Mortgage industry groups recently asked Fannie and Freddie's conservator and regulator, the Federal Housing Finance Agency, to extend the time they have to comment on the latest GSE capital proposal, citing concerns about its potential impact on the cost and availability of mortgage financing. If fees increase, lenders would likely pass on the extra cost to consumers. Fannie Mae and Freddie Mac buy and guarantee securitized loans that represent a significant portion of mortgages originated in the United States, so their policies have an enormous impact.

Overall, Layton gave the FHFA's proposal a mixed review during a recent Harvard webinar.

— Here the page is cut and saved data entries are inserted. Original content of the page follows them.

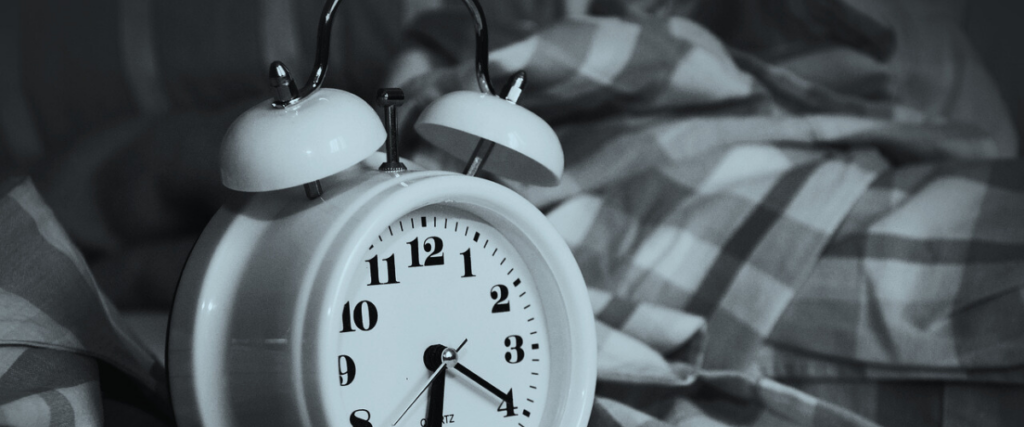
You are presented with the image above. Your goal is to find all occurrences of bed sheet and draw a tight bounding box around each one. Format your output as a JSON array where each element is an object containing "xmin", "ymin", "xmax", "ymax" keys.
[{"xmin": 3, "ymin": 0, "xmax": 1024, "ymax": 426}]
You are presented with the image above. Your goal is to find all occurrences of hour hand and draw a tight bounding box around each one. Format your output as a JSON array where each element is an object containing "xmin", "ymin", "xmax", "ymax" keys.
[
  {"xmin": 425, "ymin": 366, "xmax": 446, "ymax": 427},
  {"xmin": 394, "ymin": 341, "xmax": 466, "ymax": 426}
]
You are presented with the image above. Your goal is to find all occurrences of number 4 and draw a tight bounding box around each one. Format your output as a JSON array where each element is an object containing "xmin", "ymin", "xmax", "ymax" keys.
[{"xmin": 497, "ymin": 389, "xmax": 517, "ymax": 417}]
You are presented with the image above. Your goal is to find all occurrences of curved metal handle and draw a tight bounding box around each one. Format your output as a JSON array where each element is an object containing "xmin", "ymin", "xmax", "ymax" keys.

He said if the FHFA's intention is to concentrate credit risk back into the GSEs the way it was prior to 2008, it "kind of works." He conceded that the proposal's higher capital requirements for Fannie and Freddie also make sense.

But Layton was critical of the costs involved in raising the capital relative to the benefits received from exiting conservatorship.

"I think there's materially increased systemic risk offset by capitalization in a very expensive way," he said.